NICOLA Sturgeon has said the case for a second Brexit vote is hard to resist, but she does not know when she will call another referendum on Scottish independence.
The Scottish First Minister shelved plans for a second independence referendum after her party suffered a setback at the General Election, but had claimed it was likely that a vote would still take place before 2021.
But pressed on the question of when she would attempt to hold a second referendum, she told the New Statesman: “The honest answer to that is: I don’t know”.
She acknowledged that “people feel very uncertain about everything just now, partly because the past few years have been one big decision after another”.
“That’s why I said before recess that I will not consider any further the question of a second referendum at this stage,” she said.
“I’m saying, OK, people are not ready to decide we will do that, so we have to come back when things are clearer and decide whether we want to do it and in what timescale.”
Sturgeon said the case for a second referendum on the European Union was hard to resist, warning that the Brexit process was a “complete and utter car crash”.
Before the 2014 independence referendum the Scottish Government published a detailed paper setting out its position on what would happen if there was a Yes vote, but “that was not the case in the EU referendum”.
She said: “The very fact that we have no idea what the final outcome might look like suggests there is a case for a second referendum that I think there wasn’t in 2014. It may become very hard to resist.”

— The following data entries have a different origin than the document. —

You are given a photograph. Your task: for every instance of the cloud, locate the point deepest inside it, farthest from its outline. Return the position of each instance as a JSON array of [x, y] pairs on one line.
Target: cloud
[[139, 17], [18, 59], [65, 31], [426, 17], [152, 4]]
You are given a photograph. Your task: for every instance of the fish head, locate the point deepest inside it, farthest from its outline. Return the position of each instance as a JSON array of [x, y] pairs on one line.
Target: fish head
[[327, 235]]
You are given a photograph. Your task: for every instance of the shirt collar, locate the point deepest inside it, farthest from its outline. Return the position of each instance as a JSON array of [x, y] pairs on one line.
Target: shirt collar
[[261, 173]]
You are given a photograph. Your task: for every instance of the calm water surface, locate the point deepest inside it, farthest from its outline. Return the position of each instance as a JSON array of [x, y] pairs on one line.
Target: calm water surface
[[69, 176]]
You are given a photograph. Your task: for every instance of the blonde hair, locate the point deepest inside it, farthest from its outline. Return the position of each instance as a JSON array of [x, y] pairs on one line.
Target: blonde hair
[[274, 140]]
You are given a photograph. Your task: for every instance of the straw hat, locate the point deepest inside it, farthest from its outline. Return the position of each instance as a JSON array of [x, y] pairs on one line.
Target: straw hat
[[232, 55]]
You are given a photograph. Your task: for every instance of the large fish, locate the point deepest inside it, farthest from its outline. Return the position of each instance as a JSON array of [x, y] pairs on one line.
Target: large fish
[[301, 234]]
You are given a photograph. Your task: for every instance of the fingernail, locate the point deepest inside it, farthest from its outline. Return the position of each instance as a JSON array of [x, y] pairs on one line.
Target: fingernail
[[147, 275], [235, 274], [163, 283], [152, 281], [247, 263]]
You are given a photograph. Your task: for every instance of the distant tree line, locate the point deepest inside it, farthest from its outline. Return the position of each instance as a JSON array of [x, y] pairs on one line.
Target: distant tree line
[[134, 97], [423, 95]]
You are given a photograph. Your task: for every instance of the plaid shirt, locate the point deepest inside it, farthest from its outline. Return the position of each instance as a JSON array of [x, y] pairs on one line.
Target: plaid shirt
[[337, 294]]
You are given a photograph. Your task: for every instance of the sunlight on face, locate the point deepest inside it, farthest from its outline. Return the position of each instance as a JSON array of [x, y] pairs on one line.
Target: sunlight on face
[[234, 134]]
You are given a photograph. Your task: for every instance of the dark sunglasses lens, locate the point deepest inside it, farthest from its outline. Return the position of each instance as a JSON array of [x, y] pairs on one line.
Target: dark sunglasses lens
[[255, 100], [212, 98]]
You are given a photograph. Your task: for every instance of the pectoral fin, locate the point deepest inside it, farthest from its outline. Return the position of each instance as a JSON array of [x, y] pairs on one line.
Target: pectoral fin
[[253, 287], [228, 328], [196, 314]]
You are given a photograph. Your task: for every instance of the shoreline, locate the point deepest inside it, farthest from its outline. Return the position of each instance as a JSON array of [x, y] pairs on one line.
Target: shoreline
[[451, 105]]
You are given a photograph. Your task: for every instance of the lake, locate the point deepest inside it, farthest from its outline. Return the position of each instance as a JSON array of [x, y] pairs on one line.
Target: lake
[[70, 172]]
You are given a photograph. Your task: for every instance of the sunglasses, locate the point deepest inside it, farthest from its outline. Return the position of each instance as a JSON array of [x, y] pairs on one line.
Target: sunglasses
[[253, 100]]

Sturgeon also offered further hints that the Scottish Government could use its powers to hike taxes for the rich, saying there was a case for those with the “broadest shoulders paying a little bit more”.
“We’re now at a stage where austerity’s continued, we’re going to have economic consequences from Brexit, we all want good public services, we want the NHS to continue to have strong investment, we want our public-sector workers to be paid more, we want businesses to have the right infrastructure.
“How do we progressively and responsibly, with the interests of the economy taken strongly, fund our public services going forward? Most people would think right now that there is a case for those with the broadest shoulders paying a little bit more.”
Sturgeon said Theresa May’s election gamble demonstrated the Prime Minister did not have the personality “capable of carrying a campaign”.
The SNP leader said the election had given the public the chance to see the Prime Minister in the same way she had in their meetings, adding it was “impossible to get any human connection” with May.
“The Theresa May that the country ended up seeing in the election was the one I’ve been dealing with for however long she’s been Prime Minister.
“This is a woman who sits in meetings where it’s just the two of you and reads from a script.”
It was “very frustrating”, she said, and the pair lacked the “personal rapport” she had with David Cameron.